With around half of UK firms contemplating job cuts, according to a British Chambers of Commerce survey, recruitment might appear to be just about the worst sector to be involved in right now.
Not so, says one broker with considerable experience of selling recruitment businesses. The contraction of the global economy has affected various firms in different ways and to varying degrees, depending on which sectors they recruit for and how much temporary recruitment they undertake.
“It depends what the definition of recruitment is. Certainly there is a significant increase in unemployment, but to an extent the temp market takes advantage of that,” says Kevin Uphill, Avondale founder and MD, who is currently trying to sell a supply teacher firm.

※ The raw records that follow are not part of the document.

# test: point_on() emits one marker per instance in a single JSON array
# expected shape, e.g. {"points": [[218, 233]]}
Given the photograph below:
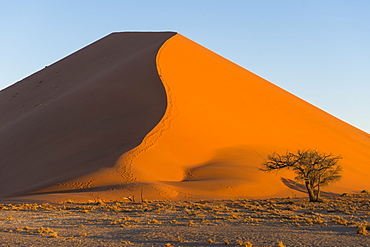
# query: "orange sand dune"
{"points": [[219, 124]]}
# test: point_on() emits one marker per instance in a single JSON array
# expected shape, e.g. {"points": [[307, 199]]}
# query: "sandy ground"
{"points": [[294, 222], [155, 111]]}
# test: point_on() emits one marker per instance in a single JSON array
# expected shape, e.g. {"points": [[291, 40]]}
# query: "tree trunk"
{"points": [[318, 196], [310, 191]]}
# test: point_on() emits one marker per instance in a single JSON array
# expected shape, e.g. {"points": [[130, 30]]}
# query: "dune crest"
{"points": [[179, 122]]}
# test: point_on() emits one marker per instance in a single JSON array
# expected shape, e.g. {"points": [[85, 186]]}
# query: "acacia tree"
{"points": [[313, 168]]}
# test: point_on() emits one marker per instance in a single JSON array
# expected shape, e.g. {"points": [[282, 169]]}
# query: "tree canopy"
{"points": [[313, 168]]}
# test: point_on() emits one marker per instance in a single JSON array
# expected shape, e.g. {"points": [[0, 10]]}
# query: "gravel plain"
{"points": [[339, 221]]}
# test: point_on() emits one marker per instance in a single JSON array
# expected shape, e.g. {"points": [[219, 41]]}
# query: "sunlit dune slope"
{"points": [[80, 114], [157, 116], [222, 121]]}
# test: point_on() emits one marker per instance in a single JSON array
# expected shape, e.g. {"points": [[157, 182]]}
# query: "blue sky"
{"points": [[317, 50]]}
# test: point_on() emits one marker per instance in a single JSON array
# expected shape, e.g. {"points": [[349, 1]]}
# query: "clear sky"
{"points": [[317, 50]]}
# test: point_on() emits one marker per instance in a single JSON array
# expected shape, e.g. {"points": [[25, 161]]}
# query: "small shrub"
{"points": [[362, 230]]}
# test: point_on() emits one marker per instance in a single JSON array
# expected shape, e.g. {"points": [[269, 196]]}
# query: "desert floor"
{"points": [[339, 221]]}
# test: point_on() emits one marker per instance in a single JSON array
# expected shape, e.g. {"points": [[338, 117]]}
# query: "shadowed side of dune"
{"points": [[80, 114], [222, 121]]}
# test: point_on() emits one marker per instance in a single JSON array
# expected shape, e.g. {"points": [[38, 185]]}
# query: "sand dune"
{"points": [[204, 126]]}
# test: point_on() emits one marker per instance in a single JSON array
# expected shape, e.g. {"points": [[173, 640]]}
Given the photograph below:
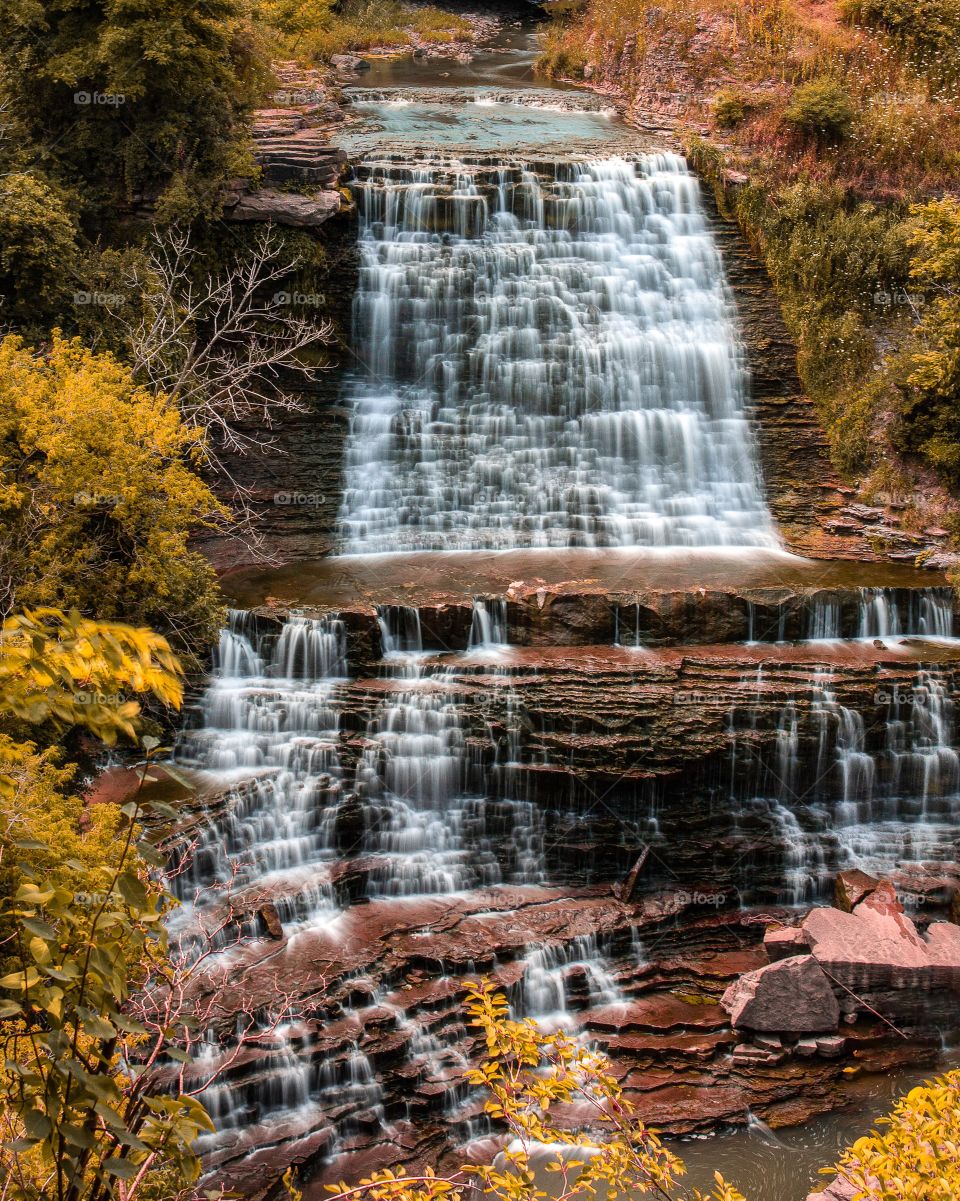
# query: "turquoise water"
{"points": [[481, 125]]}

You have big companies reducing headcount significantly, but they drop too far and have to take people on again
Kevin Uphill, Avondale founder and MD
“You have big companies reducing headcount significantly, but they drop too far and have to take people on.”
“Even with professional recruitment, big companies are cutting staff, but it’s not necessarily a bad time,” insists Uphill. “Take IT recruitment. I know someone who works closely with HSBC, and they say that their IT department hasn’t seen cutbacks.
“If you reduce headcount, what do you need? Better systems – and if you need them, you need IT.”
Such anecdotal evidence is backed up by statistics from the IT Jobs Board, showing that IT recruitment is bucking the trend and showing positive signs of long-term growth.
“Permanencies are, of course, generally down,” admits Uphill, “which has impacted on many firms.” The rate of decline in permanent recruitment accelerated in July, but contraction in temporary recruitment eased to its slowest rate in 10 months, according to figures released by the Recruitment and Employment Confederation (REC) and KPMG.
Still active
“Ordinarily,” says Uphill, “Avondale tends to sell three or four such businesses a year. This year has yielded two sales, with a few others on the horizon.
A couple of vendors have said they want to hold off as the prices aren’t there. But things are still happening; it’s not been hit as badly as some sectors, like construction for example.”
If some businesses have lost value, it’s not necessarily deterring owners from selling. “We had a permanent recruitment firm specialising in Treasury staff, and they’ve dropped in value by about half,” admits Uphill.
“But the owners accepted that was the new value and said ‘let’s just get on with it’.” And anyway, he adds, business values haven’t dropped as precipitously as property or equities.
Any losses that are sustained from a sale in a depressed market can be offset by immediately reinvesting the funds into a further acquisition. “It’s always contextual,” says Uphill, before deploying a property analogy: “If your house was worth £1 million, but is now worth £800,000, it doesn’t matter if the house you wanted down the road has dropped by the same ratio.
“If you want to move to a bigger one, then can you afford to do it? That’s the important question.”
So aspirant retirees and businesses whose revenues have been badly hit by the downturn are holding tight for a recovery, but many other sellers are happy to sell despite the adverse trading conditions.
“So deals are still being done,” insists Uphill, although deal structures have changed. “You’re getting a lot more deferred payments, and this applies across all sectors.
“The banks were looking at 3/3.5 times cash flow and they’re now 2/2.5, and that’s dropped so far people think they may as well keep their business.”
Deferred payments have bridged the gap created by a dearth of bank funding, albeit the risk is transferred from buyer to seller.
“Values haven’t dropped greatly for sellers, but they’re waiting a bit longer for their money – and of course with that comes more risk.”